Com o set-list a incidir maioritariamente no primeiro longa duração do colectivo, apropriadamente intitulado de Fetish, os She Pleasures Herself conseguem acentuadamente deixar alguma curiosidade nesta prestação ao vivo, e certamente muitos dos que assistiram estarão de novo presentes quando for altura de apresentar esse novo disco. Existe irreverência no trabalho destes músicos, uma atitude desafiante, imagem concordante, e as canções que para os fans do género, não desiludem. Não são plasticamente perfeitos nem querem ser, tiveram até uma atitude de estardalhaço no último e derradeiro tema “Visions”, com Nuno Francisco a derrubar o seu kit de bateria electrónica espalhando um certo caos de fios e ligações e material no palco, e o seu irmão David a largar a guitarra no chão a debitar um feedback em loop quase dois minutos a soar altíssimo já num cenário abandonado. Estariam zangados? Talvez. Se sim, fez sentido no momento. Porque é numa noite de aclamação que podem e “têm” de exponenciar essa “fúria” punk: atiram para o chão o que lhes é mais caro, os instrumentos – representam nesse gesto e momento as várias gerações de músicos portugueses, que por cá, foram e são vítimas de preconceito de género, estilo, e que ano após ano não desistem da sua paixão, mesmo debaixo dos olhares recriminadores ou indiferentes de mentes reduzidas que fecham portas e se trancam lá dentro com playlists estéreis; ou as inúmeras salas neste país, presas a cardápios fáceis. Zangados? Porque pressinto que é lá fora no “estrangeiro” que ainda que com tanta concorrência, sentem que lhes dão mais oportunidades. Pressinto também, que essa atitude “punk” fetish ainda vai ter cartas para dar. Aguardo com curiosidade o novo disco.
The Devil & The Universe
Infelizmente foi longa a espera até que os austríacos The Devil & The Universe se decidissem a entrar em palco. Resumo que mesmo com problemas de ordem técnica e com quase quarenta minutos a olhar para o cenário de um bode, ou cabra, ou qualquer coisa ligeiramente satânica, mesmo com a excelente música que se fazia ouvir da cabine de som do Sabotage, para mim foi demais. São imprevistos que acontecem com certeza, a julgar pelas intensas conversações da banda com o técnico de som em palco, acentuou-se um efeito de cansaço que se generalizou. E foi por causa disso que assisti a pouco mais de meia hora da actuação goat wave destes três músicos que a tardias horas depois dos problemas técnicos resolvidos, entraram a preceito tal como os vemos em vários videoclips que espelham essa representação alegórica à cabra, ou ao bode… , novamente, o meu forte não é a Zoologia. Mas o impacto visual da actuação deste trio – é grande. Não consegui deixar de soltar uma gargalhada ao ver aqueles três homens adultos a entrarem naqueles propósitos em palco, mas rapidamente a música, as projecções na tela, no fundo do palco muito bem trabalhadas, e as percussões. Tudo se encaixou no concerto destes austríacos que na vida civil se chamam Ashley Dayour, David Pfister, Stefan Elsbacher.
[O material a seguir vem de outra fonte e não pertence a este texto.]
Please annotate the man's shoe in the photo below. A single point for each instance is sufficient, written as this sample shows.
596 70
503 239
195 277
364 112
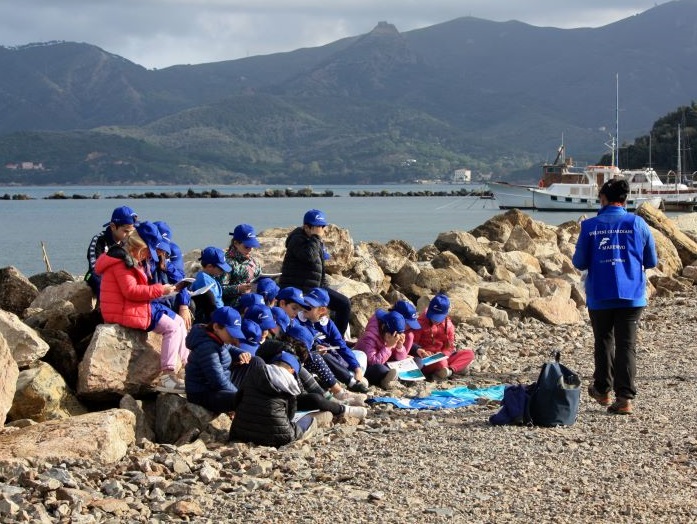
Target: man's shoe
388 380
601 398
621 406
169 383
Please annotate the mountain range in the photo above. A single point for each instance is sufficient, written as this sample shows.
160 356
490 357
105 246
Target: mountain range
383 106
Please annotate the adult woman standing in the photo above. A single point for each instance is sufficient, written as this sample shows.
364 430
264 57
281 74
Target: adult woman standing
303 265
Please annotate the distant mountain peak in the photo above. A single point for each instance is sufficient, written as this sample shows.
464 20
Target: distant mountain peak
384 28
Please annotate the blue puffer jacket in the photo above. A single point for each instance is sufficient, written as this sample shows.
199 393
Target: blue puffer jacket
615 247
208 367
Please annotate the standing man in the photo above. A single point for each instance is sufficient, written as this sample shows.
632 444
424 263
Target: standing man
615 247
303 264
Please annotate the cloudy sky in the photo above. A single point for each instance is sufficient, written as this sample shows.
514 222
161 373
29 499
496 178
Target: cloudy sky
160 33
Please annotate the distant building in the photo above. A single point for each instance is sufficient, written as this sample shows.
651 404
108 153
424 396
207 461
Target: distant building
462 176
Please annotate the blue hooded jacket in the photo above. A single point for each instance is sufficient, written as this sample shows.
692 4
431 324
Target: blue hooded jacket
615 247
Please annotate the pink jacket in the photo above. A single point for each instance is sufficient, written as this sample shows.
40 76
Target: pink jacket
373 345
436 338
125 295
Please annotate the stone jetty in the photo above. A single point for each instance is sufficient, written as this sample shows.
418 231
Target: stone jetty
84 438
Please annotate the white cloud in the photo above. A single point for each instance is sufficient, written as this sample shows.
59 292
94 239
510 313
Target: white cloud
159 33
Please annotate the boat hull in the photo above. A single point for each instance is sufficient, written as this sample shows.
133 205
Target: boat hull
548 201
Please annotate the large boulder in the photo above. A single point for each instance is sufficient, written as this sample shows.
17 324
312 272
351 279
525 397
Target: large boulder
669 262
504 294
42 395
363 307
119 360
517 262
25 343
555 310
16 291
465 246
391 256
366 269
686 247
103 436
61 355
176 419
339 244
78 293
8 379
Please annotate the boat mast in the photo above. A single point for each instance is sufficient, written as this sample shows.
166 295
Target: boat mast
616 140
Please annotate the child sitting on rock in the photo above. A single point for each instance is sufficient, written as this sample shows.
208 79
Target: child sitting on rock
330 344
437 335
213 351
266 404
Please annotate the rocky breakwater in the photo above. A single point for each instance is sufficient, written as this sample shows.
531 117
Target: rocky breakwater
86 439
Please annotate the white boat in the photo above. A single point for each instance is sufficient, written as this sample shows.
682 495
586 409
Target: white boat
581 193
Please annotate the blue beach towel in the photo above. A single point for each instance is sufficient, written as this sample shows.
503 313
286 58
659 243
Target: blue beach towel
457 397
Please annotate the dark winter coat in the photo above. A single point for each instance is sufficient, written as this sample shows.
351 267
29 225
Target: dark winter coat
263 413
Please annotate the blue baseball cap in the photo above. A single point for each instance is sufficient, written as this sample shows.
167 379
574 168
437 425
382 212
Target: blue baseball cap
151 236
245 234
248 300
262 315
214 255
122 216
289 359
292 294
317 297
164 229
315 217
252 336
394 322
408 311
301 334
230 319
438 308
267 288
281 317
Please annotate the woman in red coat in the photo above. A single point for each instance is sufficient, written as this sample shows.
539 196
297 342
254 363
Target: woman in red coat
125 297
437 335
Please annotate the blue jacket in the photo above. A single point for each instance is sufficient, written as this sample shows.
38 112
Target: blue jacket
208 367
615 247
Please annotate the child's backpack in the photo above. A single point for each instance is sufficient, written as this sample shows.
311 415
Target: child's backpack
556 395
551 401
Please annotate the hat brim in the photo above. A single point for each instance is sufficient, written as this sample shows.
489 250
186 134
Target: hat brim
412 323
436 317
224 266
247 347
250 242
235 332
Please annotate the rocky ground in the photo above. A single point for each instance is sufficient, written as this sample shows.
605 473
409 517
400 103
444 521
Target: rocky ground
424 466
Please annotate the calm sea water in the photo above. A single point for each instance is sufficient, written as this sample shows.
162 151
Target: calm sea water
67 226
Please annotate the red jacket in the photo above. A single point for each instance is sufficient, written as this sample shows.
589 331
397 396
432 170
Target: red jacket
436 338
125 295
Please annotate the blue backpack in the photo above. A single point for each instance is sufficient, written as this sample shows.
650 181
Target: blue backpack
551 401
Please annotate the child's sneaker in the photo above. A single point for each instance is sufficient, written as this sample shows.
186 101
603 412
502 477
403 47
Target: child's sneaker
356 411
169 383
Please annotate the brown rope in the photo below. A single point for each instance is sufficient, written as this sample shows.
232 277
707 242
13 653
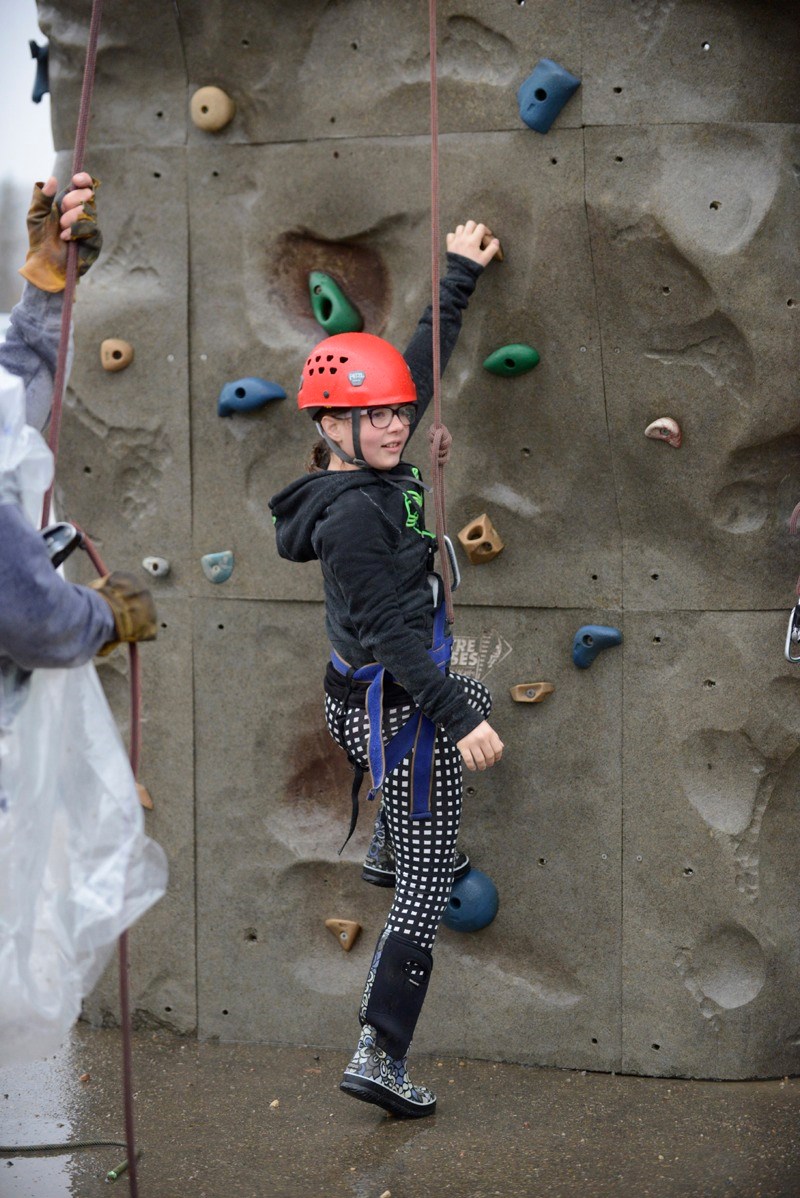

Canções ritmadas com títulos como “Danaus Plexipus” ou “Black Harvest” e o empenho que demonstraram em cena, nem que seja por isso estarei disponível para os ver de novo caso regressem, e explorar melhor esse imaginário que apesar de muito bem construído, imagino que nem os próprios o levem muito a sério, no fim, a música é que é importante. Para já em Lisboa este foi o último concerto da digressão Alchemical Landscapes Tour dos The Devil & The Universe. Foi portanto uma noite de enchente no Sabotage e apesar dos percalços e do deslize das horas, de uma maneira geral a organização está de parabéns.
Goat wave – No dia seguinte ainda fiquei a pensar nisso durante a missa.